Nel lavoro di produzione sono stati fondamentali Max Elli e Jack Jaselli.
Loro sono riusciti a mantenere la mia natura dal chitarra e voce. Hanno fatto un lavoro molto onesto.

PopSoap ti segue dal tuo primo singolo Come quando fuori piove, che era stato prodotto da Fausto Cogliati. Il suo lavoro era circoscritto a quella canzone o la collaborazione si è interrotta per altri motivi?
Abbiamo lavorato insieme al primo singolo però la mia natura è live, per cui avevo bisogno di un produttore che mi desse un mondo molto più caldo e raccolto. Cogliati è padrone dell’elettronica, ma nella dimensione live quel mondo non rende, io invece volevo semplificare tutto al massimo.

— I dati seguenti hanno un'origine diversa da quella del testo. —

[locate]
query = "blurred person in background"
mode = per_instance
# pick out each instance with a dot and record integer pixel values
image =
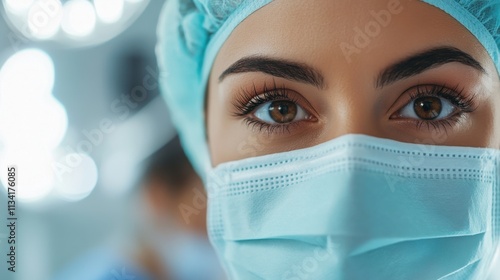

Per questo non c’è Come quando fuori piove nel disco?
Esatto, non era coerente con il resto. Però gli voglio bene, è mio figlio (ride, ndr).

L’arte e i viaggi hanno sempre fatto parte della tua vita. In particolare quanto il viaggio ti ha formata come persona e come artista?
Grazie a mio padre che è pittore e marinaio ho sempre avuto la possibilità di viaggiare tanto, e con me portavo una certa solitudine perché vivere in barca è anche pesante, non ti fermi mai e alla fine le uniche cose con cui comunichi sono il cielo e l’acqua. Allo stesso tempo, però, quando ti fermi in qualche città ne cogli tutti i sapori e da lì ho imparato a contare solo su me stessa. Mio padre mi ha sempre ripetuto: “Conosci te stesso”, che è una frase scritta sul tempio di Apollo a Delfi ed è fondamentale perché se viaggi con questo spirito ogni viaggio ti riempirà il cuore. Quando conosci te stesso sai dove devi andare per ritrovare quello che ti serve.

Il tuo percorso di scrittura era iniziato in inglese: come sei arrivata a comporre un disco quasi tutto in italiano? Quali sono state le maggiori difficoltà che hai incontrato?
L’inglese all’inizio suona meglio, quasi tutti i brani del disco infatti nascono in inglese. Ogni frase è stata cercata facendo molta attenzione alla metrica e alle sillabe perché anche in italiano mantenesse lo stesso suono e significato. La cosa più difficile però è stata cantare con la stessa credibilità: nell’inglese sei molto più protetto, è come se non sentissi di essere veramente te stesso e dici cose che nella tua lingua non diresti. Quando riesci a fare questo passo, che io spero si senta nel disco, allora ti senti un po’ più tranquillo.

In queste settimane sei ospite fissa al Grand Hotel Chiambretti su Canale5. Che tipo di esperienza è visto il bizzarro contesto in cui la tua partecipazione è inserita?
Il contesto è freak e quindi mi sento meglio, se fosse stato istituzionale magari non avrei avuto ancora la capacità di affrontarlo. Trovo che Chiambretti abbia molto rispetto per la mia musica e per come la faccio, il mio chitarra e voce a lui è sembrata una cosa da far sentire alla gente. Sono abbastanza decontestualizzata rispetto alla ‘freakkeria’ che c’è lì dentro e questo credo che possa solo aiutarmi.

A febbraio ti sei calata nelle vesti di attrice in Tadà su Deejay TV. Visti tutti i tuoi interessi extramusicali, al momento riesci a focalizzarti solo sulla musica?
Sì io vorrei, e nel video di Game Over abbiamo cercato di raccontare anche l’altro lato di me, quello divertente e allo stesso tempo tragico: vorrei che tutto confluisse nella musica.